How West Coast cartoonists deliver powerful art from the wildfires


Now Ohman — the cartoonist at the Oregonian in Portland before moving to Sacramento in 2013 — uses his editorial perch to call out climate-change deniers and anti-science politicians as unprecedented fires ravage the terrain he knows so well. “I feel an obligation,” he says, “to cover this.”

In one recent cartoon, he depicts President Trump benefiting from technology throughout his career, yet only supporting science when the motives are self-serving. In another Ohman illustration, timed to Trump’s brief stop earlier this week in California, the president calls climate change a hoax yet can’t see the governor for the burning trees.

“It’s emotionally devastating on every level,” the Pulitzer-winning artist says. “I have many friends and family members affected by all of it, particularly in Oregon — entire towns wiped out, and the death toll is vastly understated.” Wildfires in the West have burned more than 5 million acres this season, killing at least 35 people, according to reports, as millions continue to face serious air-quality health risks.

Throughout the region, some prominent political cartoonists are also drawing commentary on the fires through a personal lens.

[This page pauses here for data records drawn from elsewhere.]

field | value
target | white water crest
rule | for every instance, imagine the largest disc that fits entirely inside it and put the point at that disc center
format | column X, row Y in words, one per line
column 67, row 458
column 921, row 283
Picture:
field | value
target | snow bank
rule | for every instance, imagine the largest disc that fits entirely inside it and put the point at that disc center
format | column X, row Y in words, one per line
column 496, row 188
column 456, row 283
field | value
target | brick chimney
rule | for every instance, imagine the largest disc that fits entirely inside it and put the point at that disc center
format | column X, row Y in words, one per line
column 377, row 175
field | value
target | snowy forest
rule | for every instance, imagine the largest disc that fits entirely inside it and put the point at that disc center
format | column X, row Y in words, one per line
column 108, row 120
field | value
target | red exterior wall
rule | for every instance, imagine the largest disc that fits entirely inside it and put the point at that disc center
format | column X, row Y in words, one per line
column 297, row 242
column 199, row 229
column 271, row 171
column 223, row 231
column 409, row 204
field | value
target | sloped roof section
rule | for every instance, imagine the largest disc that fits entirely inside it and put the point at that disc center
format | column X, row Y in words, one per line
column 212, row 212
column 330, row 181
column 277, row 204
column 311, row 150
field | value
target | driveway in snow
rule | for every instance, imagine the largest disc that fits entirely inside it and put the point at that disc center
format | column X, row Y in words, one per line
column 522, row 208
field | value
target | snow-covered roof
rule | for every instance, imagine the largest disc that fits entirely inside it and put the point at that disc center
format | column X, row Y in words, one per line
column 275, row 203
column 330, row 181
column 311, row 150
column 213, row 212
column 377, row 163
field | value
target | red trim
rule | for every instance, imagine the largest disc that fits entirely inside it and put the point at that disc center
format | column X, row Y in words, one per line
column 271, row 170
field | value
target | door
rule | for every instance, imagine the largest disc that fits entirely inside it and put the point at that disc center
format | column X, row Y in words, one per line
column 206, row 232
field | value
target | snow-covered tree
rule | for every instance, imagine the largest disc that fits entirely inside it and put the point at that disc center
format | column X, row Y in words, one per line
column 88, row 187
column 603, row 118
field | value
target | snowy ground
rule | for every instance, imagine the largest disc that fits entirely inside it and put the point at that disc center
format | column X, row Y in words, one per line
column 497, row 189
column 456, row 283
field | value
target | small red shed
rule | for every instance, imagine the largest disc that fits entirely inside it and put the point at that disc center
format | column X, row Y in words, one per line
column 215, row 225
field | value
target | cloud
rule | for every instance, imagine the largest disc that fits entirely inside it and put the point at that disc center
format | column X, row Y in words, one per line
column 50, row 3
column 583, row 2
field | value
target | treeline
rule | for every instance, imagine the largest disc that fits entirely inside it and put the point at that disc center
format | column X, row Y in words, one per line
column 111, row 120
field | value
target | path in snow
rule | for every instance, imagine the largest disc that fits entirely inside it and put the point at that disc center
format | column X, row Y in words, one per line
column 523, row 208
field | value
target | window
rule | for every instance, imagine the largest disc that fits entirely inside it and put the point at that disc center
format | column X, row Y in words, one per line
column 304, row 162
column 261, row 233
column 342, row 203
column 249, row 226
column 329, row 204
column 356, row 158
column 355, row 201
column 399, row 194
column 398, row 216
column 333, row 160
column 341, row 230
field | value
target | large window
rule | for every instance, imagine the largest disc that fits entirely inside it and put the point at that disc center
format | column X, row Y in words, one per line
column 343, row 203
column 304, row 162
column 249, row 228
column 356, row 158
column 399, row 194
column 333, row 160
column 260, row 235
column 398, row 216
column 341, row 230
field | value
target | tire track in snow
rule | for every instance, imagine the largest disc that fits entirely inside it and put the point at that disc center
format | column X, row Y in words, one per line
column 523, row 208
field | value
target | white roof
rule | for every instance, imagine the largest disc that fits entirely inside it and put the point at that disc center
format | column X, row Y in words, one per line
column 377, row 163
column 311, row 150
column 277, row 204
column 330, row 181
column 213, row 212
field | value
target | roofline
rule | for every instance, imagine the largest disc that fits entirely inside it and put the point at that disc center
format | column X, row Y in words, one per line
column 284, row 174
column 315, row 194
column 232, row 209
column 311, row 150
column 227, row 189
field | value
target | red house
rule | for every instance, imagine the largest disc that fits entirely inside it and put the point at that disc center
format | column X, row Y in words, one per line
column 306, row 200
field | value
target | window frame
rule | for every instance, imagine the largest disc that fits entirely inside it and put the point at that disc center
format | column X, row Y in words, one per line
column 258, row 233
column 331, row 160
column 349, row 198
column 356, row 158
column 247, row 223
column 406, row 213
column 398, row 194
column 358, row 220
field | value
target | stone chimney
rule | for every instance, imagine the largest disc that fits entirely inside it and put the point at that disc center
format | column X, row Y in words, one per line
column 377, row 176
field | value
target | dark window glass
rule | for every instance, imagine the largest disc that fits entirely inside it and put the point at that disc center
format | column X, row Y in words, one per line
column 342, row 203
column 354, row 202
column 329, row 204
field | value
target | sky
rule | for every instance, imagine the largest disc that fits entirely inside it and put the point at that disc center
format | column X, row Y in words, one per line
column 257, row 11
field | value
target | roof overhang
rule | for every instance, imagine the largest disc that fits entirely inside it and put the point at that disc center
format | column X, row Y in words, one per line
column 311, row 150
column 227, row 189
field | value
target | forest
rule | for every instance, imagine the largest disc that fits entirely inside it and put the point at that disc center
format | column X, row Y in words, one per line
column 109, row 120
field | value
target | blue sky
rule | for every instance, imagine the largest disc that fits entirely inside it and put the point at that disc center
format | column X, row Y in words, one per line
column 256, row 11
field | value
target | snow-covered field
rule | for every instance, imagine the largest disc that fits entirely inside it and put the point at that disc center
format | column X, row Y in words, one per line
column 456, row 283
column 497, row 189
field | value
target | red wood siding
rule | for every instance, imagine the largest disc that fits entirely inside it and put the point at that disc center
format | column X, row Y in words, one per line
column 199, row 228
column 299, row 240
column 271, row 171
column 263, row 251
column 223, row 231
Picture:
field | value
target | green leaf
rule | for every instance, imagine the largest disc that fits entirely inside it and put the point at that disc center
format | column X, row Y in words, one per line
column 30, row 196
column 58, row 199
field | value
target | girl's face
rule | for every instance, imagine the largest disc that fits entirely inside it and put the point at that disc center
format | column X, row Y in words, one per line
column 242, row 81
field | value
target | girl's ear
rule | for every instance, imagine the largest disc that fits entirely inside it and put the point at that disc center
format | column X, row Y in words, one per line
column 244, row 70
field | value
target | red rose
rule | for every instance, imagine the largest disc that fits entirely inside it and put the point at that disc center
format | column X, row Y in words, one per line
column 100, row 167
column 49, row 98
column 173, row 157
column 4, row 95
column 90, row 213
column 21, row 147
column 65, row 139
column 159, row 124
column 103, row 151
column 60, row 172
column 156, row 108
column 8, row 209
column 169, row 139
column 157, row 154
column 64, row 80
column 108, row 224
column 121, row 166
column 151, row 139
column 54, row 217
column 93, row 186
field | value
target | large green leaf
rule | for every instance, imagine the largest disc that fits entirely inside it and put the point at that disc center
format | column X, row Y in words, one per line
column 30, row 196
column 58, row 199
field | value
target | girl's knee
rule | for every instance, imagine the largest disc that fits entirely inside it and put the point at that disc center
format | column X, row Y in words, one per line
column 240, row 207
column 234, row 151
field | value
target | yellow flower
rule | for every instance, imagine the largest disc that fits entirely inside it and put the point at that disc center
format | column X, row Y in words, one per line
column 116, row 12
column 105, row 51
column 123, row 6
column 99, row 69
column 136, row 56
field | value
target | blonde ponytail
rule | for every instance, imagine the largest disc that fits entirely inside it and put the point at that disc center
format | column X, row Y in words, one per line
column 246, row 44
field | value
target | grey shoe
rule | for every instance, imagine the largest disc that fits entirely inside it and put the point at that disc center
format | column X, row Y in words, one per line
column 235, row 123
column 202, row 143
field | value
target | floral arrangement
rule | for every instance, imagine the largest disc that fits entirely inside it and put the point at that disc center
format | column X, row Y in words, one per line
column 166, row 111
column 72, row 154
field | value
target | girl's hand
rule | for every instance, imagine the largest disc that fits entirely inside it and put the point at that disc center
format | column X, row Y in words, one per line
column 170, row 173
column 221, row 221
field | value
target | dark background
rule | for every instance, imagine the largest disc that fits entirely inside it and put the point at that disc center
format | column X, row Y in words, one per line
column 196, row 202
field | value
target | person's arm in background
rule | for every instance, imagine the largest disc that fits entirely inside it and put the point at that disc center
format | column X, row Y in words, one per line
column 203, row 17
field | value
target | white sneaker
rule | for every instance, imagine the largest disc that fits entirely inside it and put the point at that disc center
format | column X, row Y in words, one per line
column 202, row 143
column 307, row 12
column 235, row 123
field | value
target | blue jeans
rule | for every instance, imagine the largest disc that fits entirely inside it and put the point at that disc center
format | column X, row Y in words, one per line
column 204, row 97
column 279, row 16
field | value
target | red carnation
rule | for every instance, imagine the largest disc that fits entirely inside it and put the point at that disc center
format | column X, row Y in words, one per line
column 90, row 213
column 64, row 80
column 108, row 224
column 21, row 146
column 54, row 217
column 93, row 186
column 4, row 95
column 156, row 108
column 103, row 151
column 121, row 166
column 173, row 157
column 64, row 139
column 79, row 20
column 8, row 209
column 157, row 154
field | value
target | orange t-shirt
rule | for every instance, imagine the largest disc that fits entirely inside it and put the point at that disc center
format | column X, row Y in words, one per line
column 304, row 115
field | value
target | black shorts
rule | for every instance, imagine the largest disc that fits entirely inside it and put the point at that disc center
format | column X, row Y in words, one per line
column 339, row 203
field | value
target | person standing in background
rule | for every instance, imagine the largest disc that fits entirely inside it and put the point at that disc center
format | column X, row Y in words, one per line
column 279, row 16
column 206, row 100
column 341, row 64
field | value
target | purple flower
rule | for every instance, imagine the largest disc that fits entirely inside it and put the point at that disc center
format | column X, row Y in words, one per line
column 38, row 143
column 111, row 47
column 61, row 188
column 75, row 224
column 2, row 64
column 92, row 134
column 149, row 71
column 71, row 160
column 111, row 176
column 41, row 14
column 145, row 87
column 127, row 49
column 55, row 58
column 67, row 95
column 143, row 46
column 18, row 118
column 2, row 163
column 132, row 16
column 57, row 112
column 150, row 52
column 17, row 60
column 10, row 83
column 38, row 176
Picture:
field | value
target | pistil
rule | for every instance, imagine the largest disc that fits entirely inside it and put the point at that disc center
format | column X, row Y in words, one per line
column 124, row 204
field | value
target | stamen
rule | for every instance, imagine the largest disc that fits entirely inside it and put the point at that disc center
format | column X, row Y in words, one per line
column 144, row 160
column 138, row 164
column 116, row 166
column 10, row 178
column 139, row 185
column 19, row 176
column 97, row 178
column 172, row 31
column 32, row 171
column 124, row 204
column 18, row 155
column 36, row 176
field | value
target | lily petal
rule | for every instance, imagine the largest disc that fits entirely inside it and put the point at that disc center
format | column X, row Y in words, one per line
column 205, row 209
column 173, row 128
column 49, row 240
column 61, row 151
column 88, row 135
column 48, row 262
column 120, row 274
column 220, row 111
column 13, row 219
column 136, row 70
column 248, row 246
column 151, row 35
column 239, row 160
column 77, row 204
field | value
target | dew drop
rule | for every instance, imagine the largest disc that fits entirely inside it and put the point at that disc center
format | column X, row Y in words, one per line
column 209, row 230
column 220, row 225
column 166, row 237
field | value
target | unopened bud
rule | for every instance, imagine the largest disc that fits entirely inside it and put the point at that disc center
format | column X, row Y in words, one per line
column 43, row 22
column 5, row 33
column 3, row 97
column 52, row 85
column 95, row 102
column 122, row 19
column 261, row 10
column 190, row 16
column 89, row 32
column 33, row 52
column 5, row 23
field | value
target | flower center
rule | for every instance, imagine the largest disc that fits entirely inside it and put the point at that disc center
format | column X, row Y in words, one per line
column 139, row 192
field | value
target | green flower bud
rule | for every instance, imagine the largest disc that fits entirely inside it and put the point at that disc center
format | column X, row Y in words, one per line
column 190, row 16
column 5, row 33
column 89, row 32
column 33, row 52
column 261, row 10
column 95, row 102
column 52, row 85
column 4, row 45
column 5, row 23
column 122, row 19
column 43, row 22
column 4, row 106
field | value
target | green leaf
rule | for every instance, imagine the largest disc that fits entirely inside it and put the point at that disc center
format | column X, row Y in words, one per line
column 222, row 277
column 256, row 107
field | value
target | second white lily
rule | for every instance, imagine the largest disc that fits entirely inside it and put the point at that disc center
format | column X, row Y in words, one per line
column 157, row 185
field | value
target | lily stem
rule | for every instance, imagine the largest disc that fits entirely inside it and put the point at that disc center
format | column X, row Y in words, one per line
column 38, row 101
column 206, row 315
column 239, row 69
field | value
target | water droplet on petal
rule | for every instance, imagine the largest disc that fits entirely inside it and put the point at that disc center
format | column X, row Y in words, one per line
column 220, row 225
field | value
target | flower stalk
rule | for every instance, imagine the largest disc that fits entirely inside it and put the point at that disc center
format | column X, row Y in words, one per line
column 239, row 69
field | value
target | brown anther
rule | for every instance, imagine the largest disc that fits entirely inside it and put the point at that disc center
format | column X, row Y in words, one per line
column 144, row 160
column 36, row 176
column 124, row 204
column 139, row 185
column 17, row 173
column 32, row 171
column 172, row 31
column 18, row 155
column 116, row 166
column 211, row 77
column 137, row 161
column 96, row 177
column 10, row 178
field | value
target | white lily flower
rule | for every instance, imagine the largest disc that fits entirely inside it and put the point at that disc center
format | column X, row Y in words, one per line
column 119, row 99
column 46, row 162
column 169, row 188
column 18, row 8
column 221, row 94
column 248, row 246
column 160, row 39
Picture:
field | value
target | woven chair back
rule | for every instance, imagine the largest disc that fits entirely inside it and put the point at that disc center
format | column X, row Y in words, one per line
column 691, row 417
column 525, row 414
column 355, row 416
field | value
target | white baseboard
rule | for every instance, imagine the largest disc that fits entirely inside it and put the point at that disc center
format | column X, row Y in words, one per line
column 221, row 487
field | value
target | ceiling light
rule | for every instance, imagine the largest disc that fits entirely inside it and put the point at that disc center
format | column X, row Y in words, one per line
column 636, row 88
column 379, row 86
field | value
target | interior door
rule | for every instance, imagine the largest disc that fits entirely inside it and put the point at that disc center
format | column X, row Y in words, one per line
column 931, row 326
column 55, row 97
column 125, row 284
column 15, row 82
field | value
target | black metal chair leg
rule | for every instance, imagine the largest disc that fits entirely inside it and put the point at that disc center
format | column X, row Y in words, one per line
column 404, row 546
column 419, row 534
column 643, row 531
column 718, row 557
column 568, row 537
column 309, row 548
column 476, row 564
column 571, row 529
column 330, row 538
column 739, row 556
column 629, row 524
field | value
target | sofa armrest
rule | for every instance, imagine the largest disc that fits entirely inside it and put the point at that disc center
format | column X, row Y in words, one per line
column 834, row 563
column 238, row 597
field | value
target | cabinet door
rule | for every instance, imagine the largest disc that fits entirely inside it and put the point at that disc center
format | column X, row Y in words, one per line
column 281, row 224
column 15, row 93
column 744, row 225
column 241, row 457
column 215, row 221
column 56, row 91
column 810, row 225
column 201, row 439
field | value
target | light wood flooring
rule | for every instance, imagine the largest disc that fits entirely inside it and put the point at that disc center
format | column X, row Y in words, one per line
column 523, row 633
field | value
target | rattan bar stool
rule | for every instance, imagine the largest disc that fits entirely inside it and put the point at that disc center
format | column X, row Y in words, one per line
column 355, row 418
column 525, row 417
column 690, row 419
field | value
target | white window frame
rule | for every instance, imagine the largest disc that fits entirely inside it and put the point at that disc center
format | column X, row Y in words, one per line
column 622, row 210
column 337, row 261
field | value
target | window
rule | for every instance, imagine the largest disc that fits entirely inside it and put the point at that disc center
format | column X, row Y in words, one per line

“Friends and family up and down the coast who have been sequestered because of covid-19 are now locked indoors because hazardous smoke fills the air,” says David Horsey, the Seattle Times cartoonist who previously worked at the Los Angeles Times. “The usual September of blue skies and sunshine has been obscured by ashy air and the smell of burned forests.”

Horsey said he views the region’s future through how it will affect his adult children — a son in the Bay Area, and a daughter in Seattle who has a 2-year-old child. In one recent cartoon by Horsey, global warming teams up with human carelessness for “bigger, hotter fire seasons.”

“The fires will come back, year after year,” the Pulitzer-winner said. “I can only hope that enlightened leadership will find ways to mitigate the even worse tragedies to come by taking bold action to put the brakes on the burning of fossil fuels.”

Several California-born cartoonists have been reflecting on their ties to the state, which inform their art.

“It’s hard to describe how much I love the physical beauty of my home state,” said Steve Breen, the Pulitzer-winning cartoonist for the San Diego Union-Tribune. “I’ve backpacked in the Sierras. I’ve taken my kids on camping trips in the state and national forests and [taken] long walks through the redwoods. It’s incredibly sad to see so much destruction.

“People should help the most vulnerable and essential workers, like farmworkers and firefighters and first-responders,” said Lalo Alcaraz, the San Diego-born syndicated cartoonist whose art has highlighted the plight of farm laborers working in the dangerously smoky conditions.

“This current situation is like the covid-19 pandemic,” said Alcaraz, a Pulitzer finalist this year. “It has exposed big faults in our society.”

Mark Fiore, who draws for the Bay Area station KQED, said political leaders such as Trump and Gov. Gavin Newsom (D-Calif.) “bear a huge responsibility to keep our nation and the world from turning into an awful hellscape.”

“A couple of weeks ago, I would have thought that sentence silly hyperbole, but after waking up to a Martian sky and ash raining down, it is unfortunately all too real,” said Fiore, the Pulitzer-winning political animator who this week published a one-minute cartoon skewering politicians who deny science, evidence and empirical truth.

“While I do cartoons that have a definite public-service angle, I am also now even more motivated to call out the scoundrels who have led us down this road. Yes, I’m looking at you, fossil-fuel industry and your political puppets,” Fiore said. “We are living on the leading edge of the repercussions of climate change, and I’m not very optimistic.”